Ensure there is a fair reason for dismissal.
Follow internal policies and remain consistent.
Comply with the ACAS Code of Practice where applicable.
Document everything.
Consider reasonable adjustments.
Provide clear written reasons and offer a right of appeal.
LegalVision membership and resources
Roisin Crewe:
You may find our publication useful on 2026 key UK employment law changes. You can find that in the resources tab on our website or scan the QR code.
You may also be interested in our upcoming events.
We are going to answer your questions shortly. While you submit them, we will briefly outline LegalVision’s membership.
By becoming a LegalVision member, your business receives unlimited access to our team of specialist lawyers for business-as-usual legal needs, including document drafting, contract reviews, legal advice consultations, and more.
Q&A
Saeidul Haque:
We have received a number of questions from the audience, so I will work through as many as possible.

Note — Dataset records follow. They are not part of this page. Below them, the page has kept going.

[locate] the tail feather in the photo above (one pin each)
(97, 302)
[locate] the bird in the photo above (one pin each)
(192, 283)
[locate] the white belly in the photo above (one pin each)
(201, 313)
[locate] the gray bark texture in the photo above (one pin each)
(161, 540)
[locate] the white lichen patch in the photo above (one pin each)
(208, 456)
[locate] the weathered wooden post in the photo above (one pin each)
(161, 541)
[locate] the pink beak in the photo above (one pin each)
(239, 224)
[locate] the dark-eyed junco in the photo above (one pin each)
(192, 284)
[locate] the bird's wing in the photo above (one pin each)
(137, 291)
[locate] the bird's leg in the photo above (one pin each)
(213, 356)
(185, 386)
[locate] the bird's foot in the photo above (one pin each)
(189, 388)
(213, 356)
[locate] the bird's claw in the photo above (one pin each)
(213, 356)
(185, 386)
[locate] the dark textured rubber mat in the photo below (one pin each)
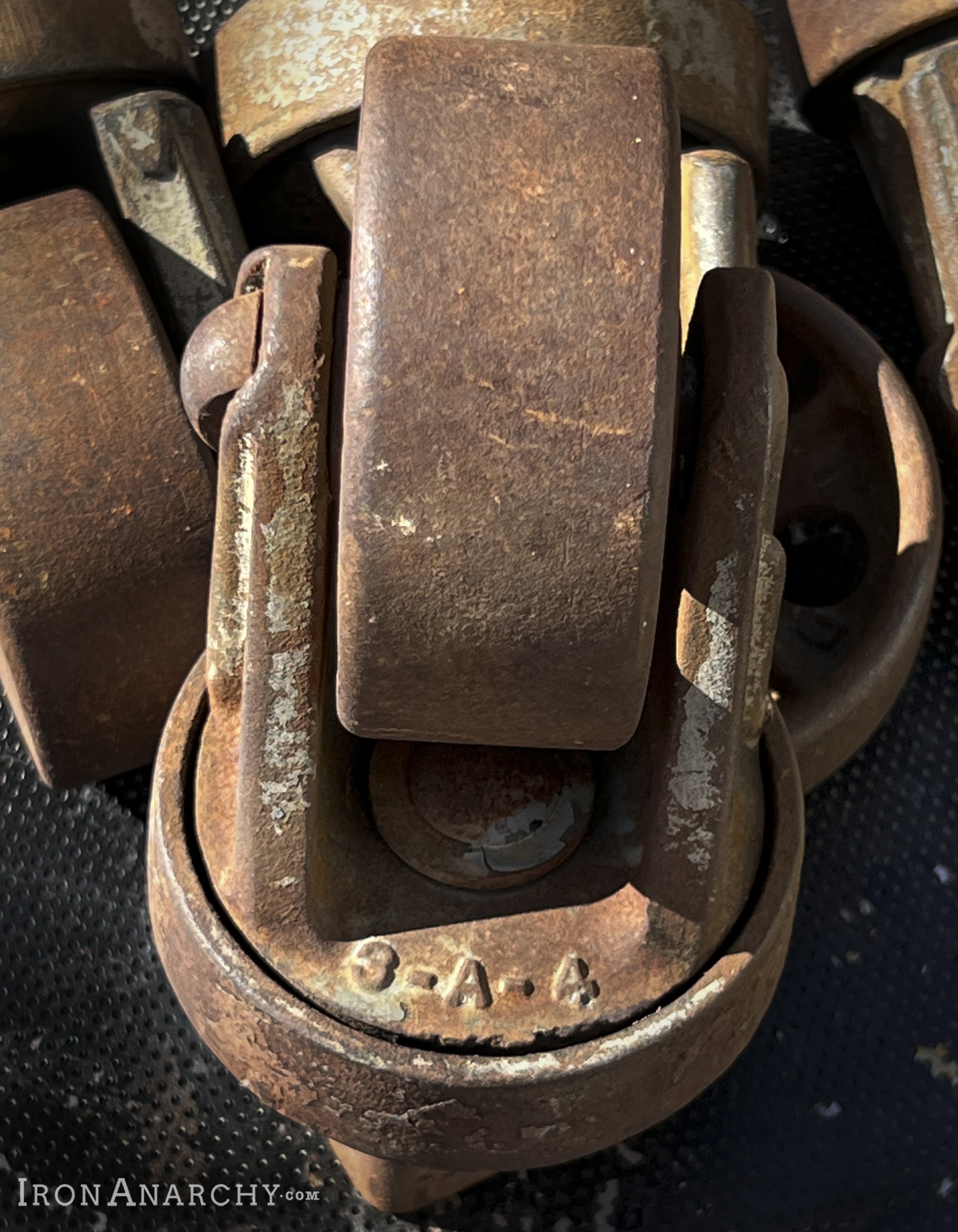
(840, 1116)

An appeal is appropriate in most dismissal cases, but not always. For example, if dismissal is due to illegality, such as loss of the right to work, an appeal may not change the outcome.
In cases involving employees with less than two years’ service, you may decide not to offer an appeal depending on risk, but consistency is key.
Another question is whether you can dismiss an employee for personal reasons with less than two years’ service. The answer is yes under SOSR, but you should still follow a fair process.
Employees can be accompanied at hearings by a colleague or trade union representative. If a representative is disruptive, you can adjourn and reconvene with a different representative.
On demotion, offering it as an alternative to dismissal does not automatically create liability. It can be a reasonable step where dismissal would otherwise occur.
On performance, it is possible to move from a formal warning to dismissal if the issue has a significant detrimental impact on the business.
That is all we have time for today. Thank you very much for joining us.